Experience has shown, and a true philosophy will always show, that a vast, perhaps the larger portion of the truth arises from the seemingly irrelevant.

Edgar Allan Poe

The Mystery Of Marie Rogêt

In my last post, about the history of mathematics, I mentioned briefly the mathematician GH Hardy, who was based in Cambridge in the early twentieth century and who was the mentor of Srinivasa Ramanujan, the subject of Hollywood’s latest foray into the world of mathematical genius. Hardy wrote a wonderful book called *A Mathematician’s Apology*, in which he discusses the beauty of mathematics and expounds the importance of mathematics for its own sake, rather than for its applications. Hardy was vociferous in his belief that the most beautiful mathematics was pure mathematics, that which had no applications. It wasn’t that Hardy was against applying mathematics per se, more that true elegance existed in a discipline that was pursued chiefly as a matter of intellectual curiosity, or in the act of creating or discovering something truly new, without the ulterior motive of improving the material lot of humankind.

Hardy’s own field of expertise was number theory. He boasted of his efforts, “Nothing I have ever done is of the slightest practical use” as if this made his life’s work all the more satisfying. Perhaps the greatest irony of Hardy’s pronouncements is that it is specifically his field which has formed the basis of much of the modern world. Turing and the Bletchley Park scientists cracked the Enigma code using number theory. Public-key cryptography, on which the web relies, is number theory. But the fact that the work of Hardy and numerous other pure mathematicians who do “maths for maths sake” often turns out to be eminently useful in no way nullifies the ideas Hardy espoused.

Hardy’s ideas are hugely important when considering education, what we teach and why we teach, not just in mathematics but in every subject. In striving to make our curriculum “relevant” or “applicable” we create a state whereby those whose experience is naturally limited are confined indefinitely to their current borders. They are unintentionally taught that what is important is what you already know and experience. In so doing, one of the greatest capacities of the human mind is dulled: intellectual curiosity and the desire to understand and explain. Hardy knew that although the proof of the irrationality of the square root of two was irrelevant to most people, there was a whole universe of numbers and mathematics out there whose mere existence meant it had to be discovered, and that the utmost satisfaction was to be gained in the pursuit of this knowledge. What *we* know, with the benefit of history and reflection, is that intellectual curiosity always leads to relevance in some form or another, although not always immediately, therefore it is silly to make relevance our aim.

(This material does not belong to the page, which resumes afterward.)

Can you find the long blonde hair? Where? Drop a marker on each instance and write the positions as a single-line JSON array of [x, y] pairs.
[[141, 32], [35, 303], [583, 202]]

Instead of searching for relevance we need to expose children to the vast expanses of human history, discovery and creativity: the literature that has shaped our language, the history that has produced our collective identity, the geography that explains how we live, the art that brings us delight, the mathematics that provides absolutes, the science that explains how it all works, and everything else inbetween. In doing this we allow them to take the next steps, create something truly new or, at the very least, understand where they have come from and where they might go explore next. In not pursuing relevance we give everything importance.

[…] will be better behaved if only they made their lessons more “engaging” or more “relevant“. Mark McCourt writes brilliantly on the subject on his Emaths blog. Let me be clear on […]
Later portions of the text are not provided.